Kalau aktivitas ekonomi naik, jumlah kendaraan akan naik lagi,” ungkap Kepala Dinas Perhubungan Provinsi Bali I Gede Samsi Gunartha saat diwawancarai kemarin.
Samsi menyatakan bahwa feasibility study (FS) yang pertama sudah dibuat oleh Kementerian PUPR, dan bahkan sudah berlanjut ke proses pembahasan dan dibuat DED.
Namun, secara teknis kelihatan tingkat kelayakan masih kurang. “Kita cari peluang trase yang lain. Prioritas Mengwitani- Singaraja. Prioritas KPBU prakarsa pemerintah. Kemudian dilelang,” katanya.

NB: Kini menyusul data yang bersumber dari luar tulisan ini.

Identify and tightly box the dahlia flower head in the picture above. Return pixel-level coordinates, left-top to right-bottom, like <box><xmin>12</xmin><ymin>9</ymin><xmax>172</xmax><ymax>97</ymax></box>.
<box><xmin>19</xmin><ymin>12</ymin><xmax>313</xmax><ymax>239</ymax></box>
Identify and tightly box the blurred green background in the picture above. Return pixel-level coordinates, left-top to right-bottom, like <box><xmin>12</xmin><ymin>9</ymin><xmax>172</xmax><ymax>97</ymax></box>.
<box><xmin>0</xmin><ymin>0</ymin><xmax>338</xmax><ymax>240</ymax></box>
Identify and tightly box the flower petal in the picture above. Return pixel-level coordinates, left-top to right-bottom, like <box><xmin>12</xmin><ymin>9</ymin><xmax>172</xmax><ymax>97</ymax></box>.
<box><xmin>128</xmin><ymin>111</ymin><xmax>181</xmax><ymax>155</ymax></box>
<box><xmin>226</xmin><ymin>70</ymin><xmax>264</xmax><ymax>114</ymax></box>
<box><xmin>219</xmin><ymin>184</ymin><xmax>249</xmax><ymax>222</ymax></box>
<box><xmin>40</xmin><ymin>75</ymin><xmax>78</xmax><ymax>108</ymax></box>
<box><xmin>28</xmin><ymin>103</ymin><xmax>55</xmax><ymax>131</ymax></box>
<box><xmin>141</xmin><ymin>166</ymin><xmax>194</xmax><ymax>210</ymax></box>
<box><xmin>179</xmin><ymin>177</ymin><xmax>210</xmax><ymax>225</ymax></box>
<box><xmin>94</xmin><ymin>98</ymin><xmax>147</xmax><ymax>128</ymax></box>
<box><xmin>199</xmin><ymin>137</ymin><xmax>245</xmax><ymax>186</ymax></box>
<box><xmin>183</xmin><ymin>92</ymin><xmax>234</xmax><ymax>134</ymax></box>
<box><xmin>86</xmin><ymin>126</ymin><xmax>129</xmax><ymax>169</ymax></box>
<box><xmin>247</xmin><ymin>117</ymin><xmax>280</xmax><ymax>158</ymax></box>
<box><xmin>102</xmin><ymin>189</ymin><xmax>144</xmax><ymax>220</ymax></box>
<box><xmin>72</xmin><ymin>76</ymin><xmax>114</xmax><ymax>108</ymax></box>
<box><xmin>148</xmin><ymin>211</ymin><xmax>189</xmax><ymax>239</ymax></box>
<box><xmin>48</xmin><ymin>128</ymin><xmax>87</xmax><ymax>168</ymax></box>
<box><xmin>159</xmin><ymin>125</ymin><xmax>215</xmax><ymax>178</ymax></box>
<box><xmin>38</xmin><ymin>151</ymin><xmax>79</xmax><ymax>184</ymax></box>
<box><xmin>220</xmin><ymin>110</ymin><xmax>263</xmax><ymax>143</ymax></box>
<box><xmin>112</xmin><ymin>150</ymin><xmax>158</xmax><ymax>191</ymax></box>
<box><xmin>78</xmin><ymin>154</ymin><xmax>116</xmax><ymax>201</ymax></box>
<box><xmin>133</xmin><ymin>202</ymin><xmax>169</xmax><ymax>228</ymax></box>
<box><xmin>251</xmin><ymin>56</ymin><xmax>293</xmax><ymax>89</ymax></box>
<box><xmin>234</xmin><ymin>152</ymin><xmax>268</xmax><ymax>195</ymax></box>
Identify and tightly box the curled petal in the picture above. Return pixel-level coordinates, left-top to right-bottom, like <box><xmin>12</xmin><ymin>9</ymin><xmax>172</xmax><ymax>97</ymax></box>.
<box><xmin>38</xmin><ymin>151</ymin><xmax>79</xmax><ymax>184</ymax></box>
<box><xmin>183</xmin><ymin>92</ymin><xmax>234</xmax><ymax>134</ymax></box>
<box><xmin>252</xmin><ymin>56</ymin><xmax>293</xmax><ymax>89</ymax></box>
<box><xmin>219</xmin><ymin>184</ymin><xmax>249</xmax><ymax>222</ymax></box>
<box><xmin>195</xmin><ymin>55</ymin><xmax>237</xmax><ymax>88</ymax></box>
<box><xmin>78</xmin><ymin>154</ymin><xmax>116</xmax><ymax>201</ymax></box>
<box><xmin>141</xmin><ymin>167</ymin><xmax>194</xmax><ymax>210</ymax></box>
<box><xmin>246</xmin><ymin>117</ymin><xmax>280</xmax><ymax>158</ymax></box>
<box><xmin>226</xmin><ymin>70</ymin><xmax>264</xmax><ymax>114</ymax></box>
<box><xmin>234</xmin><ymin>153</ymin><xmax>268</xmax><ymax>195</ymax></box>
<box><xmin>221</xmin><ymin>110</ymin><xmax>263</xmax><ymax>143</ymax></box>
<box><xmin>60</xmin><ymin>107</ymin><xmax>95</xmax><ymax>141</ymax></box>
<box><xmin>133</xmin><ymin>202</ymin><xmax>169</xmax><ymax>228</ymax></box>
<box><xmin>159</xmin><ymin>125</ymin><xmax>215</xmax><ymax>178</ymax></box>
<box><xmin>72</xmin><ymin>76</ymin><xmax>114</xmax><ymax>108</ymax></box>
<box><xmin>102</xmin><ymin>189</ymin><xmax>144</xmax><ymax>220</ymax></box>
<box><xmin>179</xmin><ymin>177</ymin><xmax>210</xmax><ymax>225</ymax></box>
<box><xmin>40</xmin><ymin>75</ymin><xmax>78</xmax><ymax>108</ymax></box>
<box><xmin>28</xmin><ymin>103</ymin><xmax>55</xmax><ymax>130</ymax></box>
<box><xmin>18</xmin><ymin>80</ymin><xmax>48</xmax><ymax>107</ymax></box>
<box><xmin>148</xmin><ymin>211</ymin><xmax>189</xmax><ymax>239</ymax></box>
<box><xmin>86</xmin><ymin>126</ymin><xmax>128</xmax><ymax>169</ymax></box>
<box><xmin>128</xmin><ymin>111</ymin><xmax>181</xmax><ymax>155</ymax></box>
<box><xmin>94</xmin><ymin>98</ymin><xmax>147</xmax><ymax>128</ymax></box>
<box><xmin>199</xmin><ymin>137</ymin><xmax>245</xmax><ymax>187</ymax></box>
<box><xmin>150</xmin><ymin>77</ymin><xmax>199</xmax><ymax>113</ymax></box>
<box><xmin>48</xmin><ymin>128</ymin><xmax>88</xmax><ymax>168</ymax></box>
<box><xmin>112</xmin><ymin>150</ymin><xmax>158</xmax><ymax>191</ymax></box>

Diakui, berdasar hasil studi FS proyek kerata api di Bali bagus dan efektif. Sebab, angkutan darat yang ada saat ini kerap memicu macet di jalan.
“Pilihannya memperbesar kapasitas, dengan menambah jaringan atau jalan lain diperbaiki atau bikin jalan tol atau menambah angkutan massal,” bebernya.
Disinggung beberapa provinsi yang sudah dibangun kereta, tapi malah sepi penumpang, alumni ITB ini mengatakan bahwa semua system transportasi pasti membutuhkan waktu.
Kuncinya, pelayanan harus optimal dan performa harus bagus. ” Kita nggak bisa mengharapkan awal penuh. Naturenya seperti itu,” ucapnya.
Untuk alternatif kemungkinan kereta berlistrik, tinggal dilakukan verifikasi lagi. Sedangkan waktu yang dibutuhkan dari kajian sampai realisasi, tergantung pada proses penganggaran.
“Kalau waktu ngikutin prosesnya penganggaran benar-benar satu kali, lama bisa sampai tiga tahunan,” tukasnya.
Saat ditanya jumlah anggaran yang dibutuhkan, Samsi mengaku anggaran belum selesai dihitung.
Yang jelas, penganggaran akan dilakukan dengan system kerjasama antara pemerintah dengan badan usaha. “Sebetulnya dibayar oleh pemerintah melalui badan usaha,” tandasnya.